Wien im Vormärz - Stadtgeschichte Wiens

Porträt eines hohen Politikers des frühen 19. Jahrhunderts, hoher Stehkragen, Orden

Fürst von Metternich (1815)

Die Napoleonischen Kriege waren in ihrer revolutionären Kraft nicht ohne Folgen für die weitere soziale Entwicklung Wiens. Nach der endgültigen Niederlage Napoleons bei Waterloo und den Beschlüssen des Wiener Kongresses im Jahr 1815 sorgten der reaktionäre Kaiser Franz und der einflussreiche Staatskanzler Metternich für Repression und Stillstand.

Der sogenannte Vormärz, der die Zeitspanne zwischen dem Wiener Kongress und der Märzrevolution des Jahres 1848 umfasst, war geprägt von unterschiedlichen Entwicklungen.
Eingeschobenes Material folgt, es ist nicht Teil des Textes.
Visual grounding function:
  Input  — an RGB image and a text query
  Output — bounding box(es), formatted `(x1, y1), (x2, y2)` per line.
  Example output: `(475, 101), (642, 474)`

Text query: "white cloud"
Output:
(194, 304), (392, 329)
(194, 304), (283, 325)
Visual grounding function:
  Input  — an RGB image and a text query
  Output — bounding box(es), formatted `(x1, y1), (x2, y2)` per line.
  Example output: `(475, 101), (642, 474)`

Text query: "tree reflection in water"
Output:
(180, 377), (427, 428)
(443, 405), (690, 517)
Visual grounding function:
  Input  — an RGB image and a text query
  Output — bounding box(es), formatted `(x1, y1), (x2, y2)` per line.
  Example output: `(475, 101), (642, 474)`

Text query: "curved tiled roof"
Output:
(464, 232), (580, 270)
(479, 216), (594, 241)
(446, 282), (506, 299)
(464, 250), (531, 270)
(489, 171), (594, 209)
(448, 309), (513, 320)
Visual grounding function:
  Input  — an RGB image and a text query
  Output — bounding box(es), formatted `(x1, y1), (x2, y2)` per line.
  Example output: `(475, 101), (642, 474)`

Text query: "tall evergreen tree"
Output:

Wien erlebte eine wirtschaftliche und kulturelle Blüte. Gleichzeitig hatte die Stadt mit großen sozialen Problemen zu kämpfen.

Ungebremste Wachstumsdynamik

Unter dem reaktionären Deckel entstand jedoch eine erhebliche sozioökonomische Dynamik. So blieben die staatlichen Bauverbote in den Vorstädten und Vororten ohne größere Wirkung. Die Bevölkerungszahl verdoppelte sich von 250.000 um 1800 innerhalb weniger Jahrzehnte auf eine halbe Million.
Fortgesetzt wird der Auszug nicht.